Senada dengan yang disampaikan pemateri sebelumnya, Drs. Eduard Sigalingging, M.Si. dari Kementerian Dalam Negeri menyampaikan peluang KPH dikelola dengan Pola Pengelolaan Keuangan Badan Layanan Umum Daerah (PPK-BLUD). Penerapan BLUD yang dilakukan secara bertahap memungkinkan KPH lebih otonom dan leluasa dalam pengelolaan keuangan dan penempatan SDM dari non PNS.

Berdasarkan kajian yang dilakukan, menurut Dr. Bramasto Nugroho, BLUD cukup prospektif untuk dikembangkan karena apabila KPH dibawa menjadi organisasi publik penuh akan kehilangan fleksibilitas untuk menggalang pendapatannya, di sisi lain, tidak memungkinkan apabila KPH menjadi swasta murni karena KPH merupakan perpanjangan tangan pemerintah di tingkat tapak yang mengelola public goods.
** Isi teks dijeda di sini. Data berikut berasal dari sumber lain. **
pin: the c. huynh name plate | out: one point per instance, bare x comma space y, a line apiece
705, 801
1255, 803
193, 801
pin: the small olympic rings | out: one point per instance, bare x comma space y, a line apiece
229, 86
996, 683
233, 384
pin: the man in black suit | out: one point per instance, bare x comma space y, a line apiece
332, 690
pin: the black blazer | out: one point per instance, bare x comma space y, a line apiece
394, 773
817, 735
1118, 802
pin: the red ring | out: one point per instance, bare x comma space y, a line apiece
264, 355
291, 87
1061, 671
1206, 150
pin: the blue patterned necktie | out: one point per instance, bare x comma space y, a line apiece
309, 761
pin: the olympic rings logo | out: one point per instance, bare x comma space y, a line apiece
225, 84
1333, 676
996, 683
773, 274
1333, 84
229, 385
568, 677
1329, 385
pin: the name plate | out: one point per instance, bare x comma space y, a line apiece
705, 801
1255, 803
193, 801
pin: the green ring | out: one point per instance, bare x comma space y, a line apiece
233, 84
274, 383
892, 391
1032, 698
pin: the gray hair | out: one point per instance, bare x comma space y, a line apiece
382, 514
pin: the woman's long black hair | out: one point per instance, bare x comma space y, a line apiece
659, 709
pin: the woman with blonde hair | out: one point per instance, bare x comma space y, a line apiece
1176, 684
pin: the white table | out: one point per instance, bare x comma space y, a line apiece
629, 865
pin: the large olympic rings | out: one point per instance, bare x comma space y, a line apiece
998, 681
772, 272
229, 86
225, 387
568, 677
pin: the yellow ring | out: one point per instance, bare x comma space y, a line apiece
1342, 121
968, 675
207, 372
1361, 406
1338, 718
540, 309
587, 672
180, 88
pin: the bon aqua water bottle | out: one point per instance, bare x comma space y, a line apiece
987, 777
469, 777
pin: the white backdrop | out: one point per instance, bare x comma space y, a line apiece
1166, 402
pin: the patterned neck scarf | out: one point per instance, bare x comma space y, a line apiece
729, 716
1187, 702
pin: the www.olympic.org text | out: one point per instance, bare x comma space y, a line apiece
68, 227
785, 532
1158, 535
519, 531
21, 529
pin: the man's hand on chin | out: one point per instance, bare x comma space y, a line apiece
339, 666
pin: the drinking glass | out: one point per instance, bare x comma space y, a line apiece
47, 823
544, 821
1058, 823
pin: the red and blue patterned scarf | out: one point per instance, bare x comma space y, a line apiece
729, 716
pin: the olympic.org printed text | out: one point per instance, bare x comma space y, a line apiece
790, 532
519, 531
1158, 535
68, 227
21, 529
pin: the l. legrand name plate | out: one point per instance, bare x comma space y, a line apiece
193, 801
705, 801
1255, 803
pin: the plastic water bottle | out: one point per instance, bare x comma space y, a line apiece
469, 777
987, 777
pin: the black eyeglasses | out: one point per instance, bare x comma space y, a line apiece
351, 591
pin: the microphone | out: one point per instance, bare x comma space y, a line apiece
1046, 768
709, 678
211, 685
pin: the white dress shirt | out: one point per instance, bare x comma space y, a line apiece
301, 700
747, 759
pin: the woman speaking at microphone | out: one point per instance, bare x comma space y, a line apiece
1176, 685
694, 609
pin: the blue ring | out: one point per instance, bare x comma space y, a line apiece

Ir. Soetrisno, M.M. mengungkapkan bahwa KPH merupakan kegiatan yang tidak mendesak tapi penting.  Apabila KPH berfungsi, KPH dapat mengantisipasi dan mencegah masalah yang potensial, membangun hubungan bisnis dan sosialisasi pelaksanaan pengelolaan hutan lestari, lanjutnya.

Diskusi yang dipandu oleh Ir. I Made Subadia Gelgel sangat hangat karena kehadiran para pemateri dan narasumber yang berkompeten di bidangnya dan berhasil ’membanjiri’ mindset para peserta sosialisasi, sesuai dengan harapan pelaksanaan kegiatan ini.

Sosialisasi pembangunan KPH ini menghasilkan rumusan akhir/kesepakatan dan komitmen untuk melanjutkan pembangunan KPH dari para Sekretaris Daerah sehingga target 60 KPH  beroperasi pada tahun 2012 dan 90 KPH beroperasi pada tahun 2013 dapat terwujud.